As with linear regression, the \(\beta\) for a categorical predictor means predicted change in log-odds relative to the Intercept

  • Here, \(\beta_0\) is the predicted log-odds when winner == no.

  • $\beta_1 is the predicted change in log-odds (relative to the Intercept) when winner == yes.

mod_winner.params
Intercept       -2.314047
winner[T.yes]    1.525589
dtype: float64

Check-in#

According to the model, what is \(p(spam)\) for emails that don’t have the word winner?

### Your code here

Solution#

lo = mod_winner.params['Intercept']
np.exp(lo) / (np.exp(lo) + 1)
0.0899662950479635

Check-in#

According to the model, what is \(p(spam)\) for emails that do have the word winner?

### Your code here

Solution#

lo = mod_winner.params['Intercept'] + mod_winner.params['winner[T.yes]']
np.exp(lo) / (np.exp(lo) + 1)
0.31249999999999994

Generating predictions#

By default, predict() will generate predicted \(p\).

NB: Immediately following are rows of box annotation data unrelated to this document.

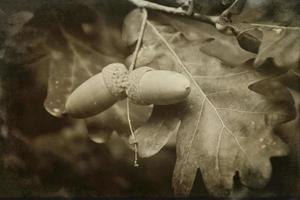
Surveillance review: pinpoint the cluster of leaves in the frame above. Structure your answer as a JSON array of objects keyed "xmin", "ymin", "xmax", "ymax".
[{"xmin": 0, "ymin": 0, "xmax": 300, "ymax": 196}]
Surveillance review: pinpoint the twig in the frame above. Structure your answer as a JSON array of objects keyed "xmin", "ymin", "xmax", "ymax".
[
  {"xmin": 128, "ymin": 0, "xmax": 186, "ymax": 15},
  {"xmin": 129, "ymin": 8, "xmax": 148, "ymax": 72},
  {"xmin": 250, "ymin": 23, "xmax": 300, "ymax": 30},
  {"xmin": 128, "ymin": 0, "xmax": 219, "ymax": 24},
  {"xmin": 126, "ymin": 8, "xmax": 148, "ymax": 167}
]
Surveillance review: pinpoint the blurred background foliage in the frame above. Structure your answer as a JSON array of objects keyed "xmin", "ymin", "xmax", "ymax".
[{"xmin": 0, "ymin": 0, "xmax": 300, "ymax": 197}]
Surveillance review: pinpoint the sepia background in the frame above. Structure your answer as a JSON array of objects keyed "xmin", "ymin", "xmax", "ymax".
[{"xmin": 0, "ymin": 0, "xmax": 300, "ymax": 197}]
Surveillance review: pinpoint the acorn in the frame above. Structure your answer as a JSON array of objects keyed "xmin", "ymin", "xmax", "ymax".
[
  {"xmin": 65, "ymin": 63, "xmax": 191, "ymax": 118},
  {"xmin": 126, "ymin": 67, "xmax": 191, "ymax": 105},
  {"xmin": 65, "ymin": 63, "xmax": 128, "ymax": 118}
]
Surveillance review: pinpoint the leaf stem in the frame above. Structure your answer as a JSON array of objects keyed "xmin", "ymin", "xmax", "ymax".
[
  {"xmin": 129, "ymin": 8, "xmax": 148, "ymax": 73},
  {"xmin": 126, "ymin": 8, "xmax": 148, "ymax": 167},
  {"xmin": 250, "ymin": 23, "xmax": 300, "ymax": 30}
]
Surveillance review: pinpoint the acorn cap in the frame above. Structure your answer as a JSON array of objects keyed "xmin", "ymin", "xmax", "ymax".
[
  {"xmin": 102, "ymin": 63, "xmax": 128, "ymax": 99},
  {"xmin": 65, "ymin": 63, "xmax": 128, "ymax": 118}
]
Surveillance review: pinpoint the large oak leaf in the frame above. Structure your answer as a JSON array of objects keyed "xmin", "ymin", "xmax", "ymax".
[{"xmin": 123, "ymin": 10, "xmax": 294, "ymax": 196}]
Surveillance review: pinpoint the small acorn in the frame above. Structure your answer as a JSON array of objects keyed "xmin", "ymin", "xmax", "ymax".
[
  {"xmin": 126, "ymin": 67, "xmax": 191, "ymax": 105},
  {"xmin": 65, "ymin": 63, "xmax": 128, "ymax": 118}
]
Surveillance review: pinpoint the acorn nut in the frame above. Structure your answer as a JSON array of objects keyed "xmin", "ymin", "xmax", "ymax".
[{"xmin": 126, "ymin": 67, "xmax": 191, "ymax": 105}]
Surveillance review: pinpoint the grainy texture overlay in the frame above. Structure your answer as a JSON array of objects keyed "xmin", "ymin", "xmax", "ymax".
[{"xmin": 0, "ymin": 0, "xmax": 300, "ymax": 199}]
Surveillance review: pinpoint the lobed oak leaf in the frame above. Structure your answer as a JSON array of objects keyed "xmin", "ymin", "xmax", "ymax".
[
  {"xmin": 123, "ymin": 10, "xmax": 294, "ymax": 196},
  {"xmin": 255, "ymin": 27, "xmax": 300, "ymax": 69}
]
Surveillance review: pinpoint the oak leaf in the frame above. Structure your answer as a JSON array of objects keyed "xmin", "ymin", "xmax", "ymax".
[{"xmin": 123, "ymin": 10, "xmax": 294, "ymax": 196}]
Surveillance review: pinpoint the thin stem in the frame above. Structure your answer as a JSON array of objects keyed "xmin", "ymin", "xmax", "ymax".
[
  {"xmin": 126, "ymin": 98, "xmax": 139, "ymax": 167},
  {"xmin": 126, "ymin": 8, "xmax": 148, "ymax": 167},
  {"xmin": 128, "ymin": 0, "xmax": 186, "ymax": 15},
  {"xmin": 129, "ymin": 8, "xmax": 148, "ymax": 72},
  {"xmin": 250, "ymin": 23, "xmax": 300, "ymax": 30}
]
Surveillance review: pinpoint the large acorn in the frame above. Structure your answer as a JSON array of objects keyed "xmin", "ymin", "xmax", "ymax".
[
  {"xmin": 126, "ymin": 67, "xmax": 191, "ymax": 105},
  {"xmin": 66, "ymin": 63, "xmax": 191, "ymax": 118}
]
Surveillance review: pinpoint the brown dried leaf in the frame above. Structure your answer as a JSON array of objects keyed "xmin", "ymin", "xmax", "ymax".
[
  {"xmin": 255, "ymin": 27, "xmax": 300, "ymax": 69},
  {"xmin": 123, "ymin": 11, "xmax": 294, "ymax": 196}
]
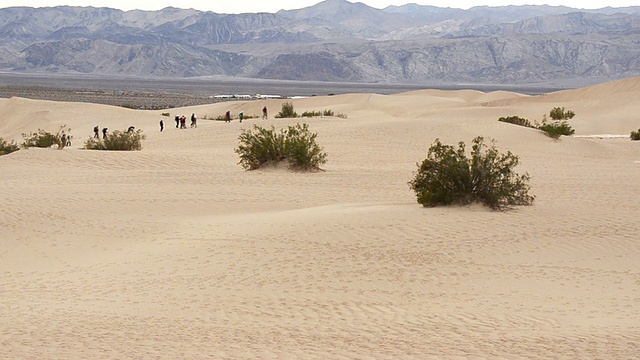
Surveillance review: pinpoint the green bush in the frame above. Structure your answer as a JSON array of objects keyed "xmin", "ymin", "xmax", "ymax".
[
  {"xmin": 498, "ymin": 107, "xmax": 576, "ymax": 139},
  {"xmin": 234, "ymin": 125, "xmax": 285, "ymax": 170},
  {"xmin": 275, "ymin": 102, "xmax": 298, "ymax": 119},
  {"xmin": 538, "ymin": 117, "xmax": 576, "ymax": 139},
  {"xmin": 84, "ymin": 129, "xmax": 146, "ymax": 151},
  {"xmin": 0, "ymin": 138, "xmax": 20, "ymax": 156},
  {"xmin": 549, "ymin": 107, "xmax": 576, "ymax": 121},
  {"xmin": 284, "ymin": 124, "xmax": 327, "ymax": 170},
  {"xmin": 409, "ymin": 137, "xmax": 535, "ymax": 210},
  {"xmin": 498, "ymin": 116, "xmax": 534, "ymax": 128},
  {"xmin": 234, "ymin": 124, "xmax": 327, "ymax": 170},
  {"xmin": 22, "ymin": 125, "xmax": 71, "ymax": 149}
]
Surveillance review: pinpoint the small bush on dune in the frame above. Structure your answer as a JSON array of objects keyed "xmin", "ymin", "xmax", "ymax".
[
  {"xmin": 498, "ymin": 116, "xmax": 534, "ymax": 128},
  {"xmin": 0, "ymin": 138, "xmax": 20, "ymax": 156},
  {"xmin": 284, "ymin": 124, "xmax": 327, "ymax": 170},
  {"xmin": 538, "ymin": 120, "xmax": 576, "ymax": 139},
  {"xmin": 275, "ymin": 102, "xmax": 298, "ymax": 119},
  {"xmin": 234, "ymin": 125, "xmax": 285, "ymax": 170},
  {"xmin": 498, "ymin": 107, "xmax": 576, "ymax": 139},
  {"xmin": 409, "ymin": 137, "xmax": 534, "ymax": 210},
  {"xmin": 537, "ymin": 107, "xmax": 576, "ymax": 139},
  {"xmin": 549, "ymin": 107, "xmax": 576, "ymax": 121},
  {"xmin": 84, "ymin": 129, "xmax": 146, "ymax": 151},
  {"xmin": 235, "ymin": 124, "xmax": 327, "ymax": 170}
]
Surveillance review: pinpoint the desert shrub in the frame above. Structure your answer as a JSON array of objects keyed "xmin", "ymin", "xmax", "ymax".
[
  {"xmin": 284, "ymin": 124, "xmax": 327, "ymax": 170},
  {"xmin": 234, "ymin": 125, "xmax": 285, "ymax": 170},
  {"xmin": 549, "ymin": 107, "xmax": 576, "ymax": 121},
  {"xmin": 22, "ymin": 125, "xmax": 71, "ymax": 149},
  {"xmin": 84, "ymin": 129, "xmax": 146, "ymax": 151},
  {"xmin": 498, "ymin": 116, "xmax": 534, "ymax": 127},
  {"xmin": 537, "ymin": 117, "xmax": 576, "ymax": 139},
  {"xmin": 409, "ymin": 137, "xmax": 535, "ymax": 210},
  {"xmin": 234, "ymin": 124, "xmax": 327, "ymax": 170},
  {"xmin": 275, "ymin": 101, "xmax": 298, "ymax": 119},
  {"xmin": 0, "ymin": 138, "xmax": 20, "ymax": 156},
  {"xmin": 536, "ymin": 107, "xmax": 576, "ymax": 139}
]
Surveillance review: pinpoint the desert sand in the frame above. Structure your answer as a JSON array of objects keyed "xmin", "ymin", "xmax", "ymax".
[{"xmin": 0, "ymin": 79, "xmax": 640, "ymax": 359}]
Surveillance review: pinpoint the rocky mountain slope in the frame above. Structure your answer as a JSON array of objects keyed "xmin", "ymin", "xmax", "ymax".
[{"xmin": 0, "ymin": 0, "xmax": 640, "ymax": 84}]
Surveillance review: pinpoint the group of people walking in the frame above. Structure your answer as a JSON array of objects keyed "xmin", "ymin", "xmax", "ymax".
[
  {"xmin": 87, "ymin": 106, "xmax": 268, "ymax": 141},
  {"xmin": 172, "ymin": 113, "xmax": 198, "ymax": 131},
  {"xmin": 93, "ymin": 125, "xmax": 109, "ymax": 140}
]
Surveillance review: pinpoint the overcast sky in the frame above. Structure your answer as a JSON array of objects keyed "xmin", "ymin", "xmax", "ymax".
[{"xmin": 0, "ymin": 0, "xmax": 640, "ymax": 14}]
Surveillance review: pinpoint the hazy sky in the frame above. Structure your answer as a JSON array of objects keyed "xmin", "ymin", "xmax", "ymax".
[{"xmin": 0, "ymin": 0, "xmax": 640, "ymax": 14}]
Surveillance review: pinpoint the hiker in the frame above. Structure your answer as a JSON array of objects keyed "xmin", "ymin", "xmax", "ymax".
[{"xmin": 191, "ymin": 113, "xmax": 198, "ymax": 128}]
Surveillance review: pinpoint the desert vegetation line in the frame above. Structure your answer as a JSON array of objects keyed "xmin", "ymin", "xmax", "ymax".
[{"xmin": 498, "ymin": 107, "xmax": 576, "ymax": 139}]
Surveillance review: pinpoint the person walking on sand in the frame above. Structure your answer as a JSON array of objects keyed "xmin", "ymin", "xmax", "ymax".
[{"xmin": 191, "ymin": 113, "xmax": 198, "ymax": 128}]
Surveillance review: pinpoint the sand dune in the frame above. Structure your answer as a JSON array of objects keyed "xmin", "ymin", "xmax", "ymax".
[{"xmin": 0, "ymin": 79, "xmax": 640, "ymax": 359}]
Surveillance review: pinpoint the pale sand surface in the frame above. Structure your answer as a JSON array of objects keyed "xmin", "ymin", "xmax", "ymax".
[{"xmin": 0, "ymin": 79, "xmax": 640, "ymax": 359}]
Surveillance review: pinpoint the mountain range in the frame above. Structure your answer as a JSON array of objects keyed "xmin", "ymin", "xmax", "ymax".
[{"xmin": 0, "ymin": 0, "xmax": 640, "ymax": 85}]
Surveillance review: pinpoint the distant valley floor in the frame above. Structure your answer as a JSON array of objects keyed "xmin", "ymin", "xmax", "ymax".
[{"xmin": 0, "ymin": 73, "xmax": 564, "ymax": 109}]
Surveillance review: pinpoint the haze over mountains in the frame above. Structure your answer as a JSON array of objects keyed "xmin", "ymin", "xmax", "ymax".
[{"xmin": 0, "ymin": 0, "xmax": 640, "ymax": 85}]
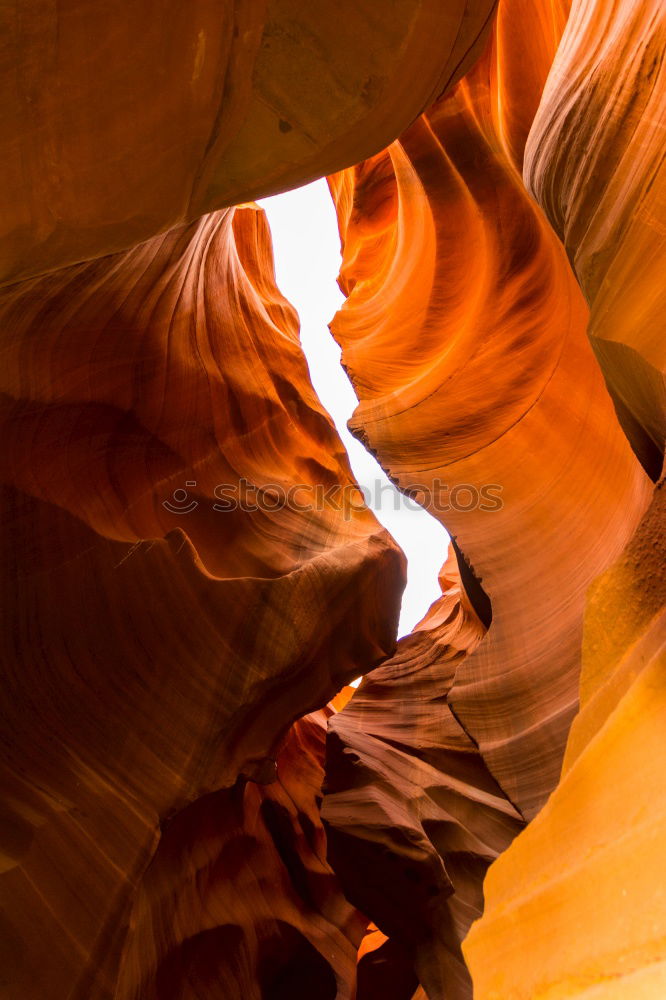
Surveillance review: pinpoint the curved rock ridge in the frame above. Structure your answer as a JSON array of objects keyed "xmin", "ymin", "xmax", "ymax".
[
  {"xmin": 114, "ymin": 711, "xmax": 367, "ymax": 1000},
  {"xmin": 525, "ymin": 0, "xmax": 666, "ymax": 479},
  {"xmin": 322, "ymin": 553, "xmax": 524, "ymax": 1000},
  {"xmin": 464, "ymin": 487, "xmax": 666, "ymax": 1000},
  {"xmin": 330, "ymin": 3, "xmax": 650, "ymax": 820},
  {"xmin": 0, "ymin": 206, "xmax": 404, "ymax": 1000},
  {"xmin": 0, "ymin": 0, "xmax": 496, "ymax": 282}
]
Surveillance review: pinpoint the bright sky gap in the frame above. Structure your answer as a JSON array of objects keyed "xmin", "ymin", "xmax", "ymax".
[{"xmin": 259, "ymin": 180, "xmax": 449, "ymax": 635}]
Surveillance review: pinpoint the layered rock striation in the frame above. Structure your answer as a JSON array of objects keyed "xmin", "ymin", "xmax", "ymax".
[
  {"xmin": 0, "ymin": 207, "xmax": 404, "ymax": 1000},
  {"xmin": 0, "ymin": 0, "xmax": 495, "ymax": 281},
  {"xmin": 324, "ymin": 3, "xmax": 650, "ymax": 819}
]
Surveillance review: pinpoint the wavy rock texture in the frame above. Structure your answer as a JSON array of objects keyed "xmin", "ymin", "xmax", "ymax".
[
  {"xmin": 0, "ymin": 207, "xmax": 403, "ymax": 1000},
  {"xmin": 322, "ymin": 554, "xmax": 524, "ymax": 1000},
  {"xmin": 525, "ymin": 0, "xmax": 666, "ymax": 479},
  {"xmin": 0, "ymin": 0, "xmax": 496, "ymax": 281},
  {"xmin": 331, "ymin": 4, "xmax": 650, "ymax": 818},
  {"xmin": 464, "ymin": 480, "xmax": 666, "ymax": 1000},
  {"xmin": 115, "ymin": 712, "xmax": 367, "ymax": 1000}
]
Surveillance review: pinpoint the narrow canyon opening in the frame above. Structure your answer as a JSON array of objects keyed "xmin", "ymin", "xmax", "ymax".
[{"xmin": 258, "ymin": 178, "xmax": 449, "ymax": 636}]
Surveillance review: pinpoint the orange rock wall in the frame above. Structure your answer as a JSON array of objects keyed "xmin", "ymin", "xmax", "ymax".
[
  {"xmin": 525, "ymin": 0, "xmax": 666, "ymax": 479},
  {"xmin": 464, "ymin": 480, "xmax": 666, "ymax": 1000},
  {"xmin": 331, "ymin": 3, "xmax": 650, "ymax": 818},
  {"xmin": 0, "ymin": 0, "xmax": 496, "ymax": 282},
  {"xmin": 0, "ymin": 207, "xmax": 404, "ymax": 1000}
]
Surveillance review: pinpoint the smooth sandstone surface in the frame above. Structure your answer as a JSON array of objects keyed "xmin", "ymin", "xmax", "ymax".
[
  {"xmin": 525, "ymin": 0, "xmax": 666, "ymax": 479},
  {"xmin": 0, "ymin": 0, "xmax": 495, "ymax": 282},
  {"xmin": 322, "ymin": 553, "xmax": 524, "ymax": 1000},
  {"xmin": 0, "ymin": 207, "xmax": 404, "ymax": 1000},
  {"xmin": 464, "ymin": 488, "xmax": 666, "ymax": 1000},
  {"xmin": 331, "ymin": 3, "xmax": 651, "ymax": 819},
  {"xmin": 0, "ymin": 0, "xmax": 666, "ymax": 1000}
]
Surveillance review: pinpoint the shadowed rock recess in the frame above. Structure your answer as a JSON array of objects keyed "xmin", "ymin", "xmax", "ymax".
[{"xmin": 0, "ymin": 0, "xmax": 666, "ymax": 1000}]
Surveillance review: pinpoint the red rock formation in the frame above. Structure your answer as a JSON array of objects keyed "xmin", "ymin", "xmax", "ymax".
[
  {"xmin": 115, "ymin": 712, "xmax": 367, "ymax": 1000},
  {"xmin": 322, "ymin": 554, "xmax": 523, "ymax": 1000},
  {"xmin": 0, "ymin": 0, "xmax": 496, "ymax": 281},
  {"xmin": 0, "ymin": 0, "xmax": 666, "ymax": 1000},
  {"xmin": 0, "ymin": 207, "xmax": 402, "ymax": 1000},
  {"xmin": 464, "ymin": 480, "xmax": 666, "ymax": 1000},
  {"xmin": 525, "ymin": 0, "xmax": 666, "ymax": 479},
  {"xmin": 331, "ymin": 3, "xmax": 649, "ymax": 820}
]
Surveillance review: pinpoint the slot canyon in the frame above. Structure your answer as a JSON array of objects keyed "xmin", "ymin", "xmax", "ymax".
[{"xmin": 0, "ymin": 0, "xmax": 666, "ymax": 1000}]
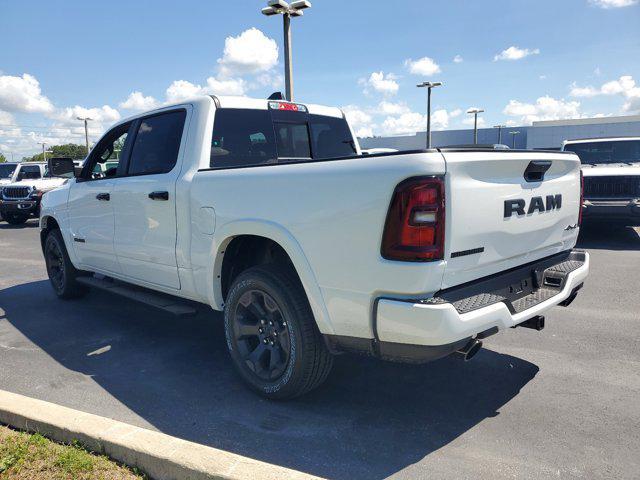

plt.scatter(df_spam['num_char'], mod_len.predict())
<matplotlib.collections.PathCollection at 0x13664b390>
../_images/cf27048ad882a27998bfa75b630fc1d8fc305a36054cfcb1190800d867dbf23c.png

Conclusion#

  • Many use-cases of statistical modeling involve a categorical response variable.

  • Logistic regression can be used for binary classication tasks.

    • Logistic regression is a generalized linear model (GLM).

    • Predicts the log-odds of \(Y\) as a linear function of \(X\).

    • Log-odds can be converted to \(p\) using the logistic function.